Pan-African Networks
The overarching goal of AWF’s investments in network-building is to promote an African vision for biodiversity that will help shape conservation policy, practice, and investment on the continent.
We incubate and support influential networks that bring stakeholders together across sectors. Rather than looking on as global processes dictate conservation on the continent, we’re empowering groups with the greatest interest in these conversations to not only articulate those interests but to reshape conversations if necessary.
Africa Protected Area Directors
The Africa Protected Area Directors (APAD) is a network open to protected-area authorities from all 54 African countries, currently co-chaired by Rwanda and Zimbabwe. We have supported the network as its secretariat since its inception in 2020. The forum brings protected-area leaders together to drive:
- Sustainable financing of Africa’s protected and conserved areas
- Climate resilience and disaster risk preparedness
- Cooperation mechanisms among APADs and their networks
The network formed in 2020 to address the effects of COVID-19 on Africa’s protected and conserved areas, which largely relied on tourism revenue and were suffering severe financial distress due to pandemic lockdowns. Today, it continues to work toward an Africa-led common agenda, information sharing, and collaboration among Africa’s protected areas. APAD positions protected areas as the foundation of natural infrastructure, as they are critical for biodiversity conservation, climate action, and ecosystem services, which are the life-giving effects of nature that underpin human wellbeing.

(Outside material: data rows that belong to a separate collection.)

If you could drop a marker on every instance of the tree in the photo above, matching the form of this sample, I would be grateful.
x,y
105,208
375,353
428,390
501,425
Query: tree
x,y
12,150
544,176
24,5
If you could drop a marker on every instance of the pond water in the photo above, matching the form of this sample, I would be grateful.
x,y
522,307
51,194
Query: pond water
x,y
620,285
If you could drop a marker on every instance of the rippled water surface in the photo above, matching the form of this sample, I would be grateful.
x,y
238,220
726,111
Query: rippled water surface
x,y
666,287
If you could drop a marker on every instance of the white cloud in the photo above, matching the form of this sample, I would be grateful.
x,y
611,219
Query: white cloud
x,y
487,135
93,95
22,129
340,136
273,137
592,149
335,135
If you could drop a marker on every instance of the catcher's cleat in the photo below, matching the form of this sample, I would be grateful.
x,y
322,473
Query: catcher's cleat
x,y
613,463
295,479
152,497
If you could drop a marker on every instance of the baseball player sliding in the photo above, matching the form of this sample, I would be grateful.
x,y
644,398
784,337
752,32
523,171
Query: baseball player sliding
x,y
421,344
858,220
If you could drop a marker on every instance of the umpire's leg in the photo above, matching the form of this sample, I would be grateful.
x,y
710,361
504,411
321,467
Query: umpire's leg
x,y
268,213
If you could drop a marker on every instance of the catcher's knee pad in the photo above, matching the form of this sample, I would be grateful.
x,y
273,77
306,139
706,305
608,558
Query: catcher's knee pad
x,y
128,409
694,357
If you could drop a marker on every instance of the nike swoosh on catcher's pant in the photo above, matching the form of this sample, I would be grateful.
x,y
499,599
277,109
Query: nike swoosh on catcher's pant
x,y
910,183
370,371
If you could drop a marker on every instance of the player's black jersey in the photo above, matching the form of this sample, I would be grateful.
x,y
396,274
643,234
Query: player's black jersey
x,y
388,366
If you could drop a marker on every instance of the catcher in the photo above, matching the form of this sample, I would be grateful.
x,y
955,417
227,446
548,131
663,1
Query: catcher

As APAD’s secretariat, AWF supports the regular convening of its members, provides administrative support, and facilitates partnership-building and stakeholder engagement. These engagements include African institutions, leaders, and constituencies and their networks, including youth, Indigenous Peoples, local communities, development partners, civil society, and peer protected-area authorities outside of Africa. AWF further supports APAD in exploring and adopting transformative solutions for protected area management and governance, including the application of geospatial technology.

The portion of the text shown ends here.